Memet Can YEŞİLBAŞ/BURSA, (DHA)-ESKİ Kamu Başdenetçisi Şeref Malkoç, "Anayasayı istemek, hukuku tartışmak, yeni anayasa yapılır yapılmaz önemli değil. Ama hukuk tartışmak, adaleti konuşmak, hukukun üstünlüğünü dile getirmek ve bu konuda toplumun sivil toplum olarak harekete geçmesi çok önemli. Çünkü Türkiye'de hala hukuk kültürümüz zayıf arkadaşlar. Bakın, 120 tane hukuk fakültemiz var. Belki binlerce mezunumuz oluyor. Ama hukuk kültürümüz çok zayıf. Toplum olarak hakkaniyete olan inancımız çok zayıf" dedi.

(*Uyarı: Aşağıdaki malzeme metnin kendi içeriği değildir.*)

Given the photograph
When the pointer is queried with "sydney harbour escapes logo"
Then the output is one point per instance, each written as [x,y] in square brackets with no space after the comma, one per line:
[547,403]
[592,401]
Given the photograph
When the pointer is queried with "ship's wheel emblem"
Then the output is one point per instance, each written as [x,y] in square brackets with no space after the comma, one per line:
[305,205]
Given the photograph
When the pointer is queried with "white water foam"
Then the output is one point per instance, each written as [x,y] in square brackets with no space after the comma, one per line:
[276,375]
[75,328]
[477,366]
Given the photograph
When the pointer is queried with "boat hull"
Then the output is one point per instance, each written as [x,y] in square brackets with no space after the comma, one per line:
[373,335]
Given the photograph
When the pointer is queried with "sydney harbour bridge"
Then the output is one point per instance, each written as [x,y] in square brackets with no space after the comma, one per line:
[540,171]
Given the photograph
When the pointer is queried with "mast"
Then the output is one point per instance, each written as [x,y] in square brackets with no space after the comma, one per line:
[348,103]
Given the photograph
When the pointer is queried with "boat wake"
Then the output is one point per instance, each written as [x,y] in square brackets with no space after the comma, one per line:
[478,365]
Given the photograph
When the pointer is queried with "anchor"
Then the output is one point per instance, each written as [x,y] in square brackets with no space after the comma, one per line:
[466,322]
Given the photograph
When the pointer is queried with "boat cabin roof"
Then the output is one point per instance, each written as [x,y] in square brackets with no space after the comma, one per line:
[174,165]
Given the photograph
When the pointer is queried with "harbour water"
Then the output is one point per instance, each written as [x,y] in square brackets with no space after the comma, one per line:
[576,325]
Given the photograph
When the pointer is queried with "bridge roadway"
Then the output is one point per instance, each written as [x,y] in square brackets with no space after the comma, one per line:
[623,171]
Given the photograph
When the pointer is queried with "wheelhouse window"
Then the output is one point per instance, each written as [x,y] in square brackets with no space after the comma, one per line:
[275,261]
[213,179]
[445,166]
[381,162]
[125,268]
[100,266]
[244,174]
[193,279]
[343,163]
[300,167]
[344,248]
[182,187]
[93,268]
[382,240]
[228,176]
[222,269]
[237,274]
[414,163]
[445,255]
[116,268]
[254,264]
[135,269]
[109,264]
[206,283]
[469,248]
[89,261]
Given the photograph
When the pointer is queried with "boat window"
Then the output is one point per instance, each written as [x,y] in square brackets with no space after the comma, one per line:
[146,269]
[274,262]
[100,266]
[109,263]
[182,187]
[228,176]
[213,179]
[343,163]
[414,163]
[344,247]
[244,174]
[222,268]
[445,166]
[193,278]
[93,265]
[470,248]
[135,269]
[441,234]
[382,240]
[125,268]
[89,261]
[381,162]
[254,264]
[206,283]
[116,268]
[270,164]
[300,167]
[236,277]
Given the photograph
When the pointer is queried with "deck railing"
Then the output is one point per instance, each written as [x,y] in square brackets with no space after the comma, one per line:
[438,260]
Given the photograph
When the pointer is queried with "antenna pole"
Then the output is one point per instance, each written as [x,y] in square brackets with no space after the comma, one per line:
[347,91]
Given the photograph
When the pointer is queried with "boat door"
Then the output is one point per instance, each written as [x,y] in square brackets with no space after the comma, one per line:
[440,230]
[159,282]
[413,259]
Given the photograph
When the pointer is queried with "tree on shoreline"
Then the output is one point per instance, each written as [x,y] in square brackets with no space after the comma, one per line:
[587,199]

'Türkiye'nin Sivil Anayasa Yolculuğu Projesi' çerçevesinde, Bursa'da 'Anayasa Buluşmaları' programı düzenlendi. Birlik Vakfı Bursa Şubesi'nde düzenlenen, eski Adalet Bakanı Yardımcısı Zekeriya Birkan'ın moderatörlüğünü yaptığı programa, eski Kamu Başdenetçisi Şeref Malkoç, konuşmacı olarak katıldı. Bursa Cumhuriyet Başsavcısı Ramazan Solmaz'ın da katıldığı programda, Türkiye'nin anayasa tarihinden bahseden Şeref Malkoç, "Tarihimiz boyunca hep anayasalardan hep olağanüstü marifetler beklemişiz. Olağanüstü, sihirli değnek gibi, Hızır Aleyhisselam gibi görmüşüz anayasaları. Halbuki 1876'da Birinci Meşrutiyet ile beraber anayasa yapılmış ama ardından olağanüstü bir felaket yaşanmıştır. 1877-1878 savaşı, tarihimize 'Doksan Üç Harbi' olarak geçen ve tarihimizin en acı yenilgisini aldığımız dönemdir. Maalesef anayasa yürürlükten kaldırılmış, belli bir süreç devam etmiştir" dedi.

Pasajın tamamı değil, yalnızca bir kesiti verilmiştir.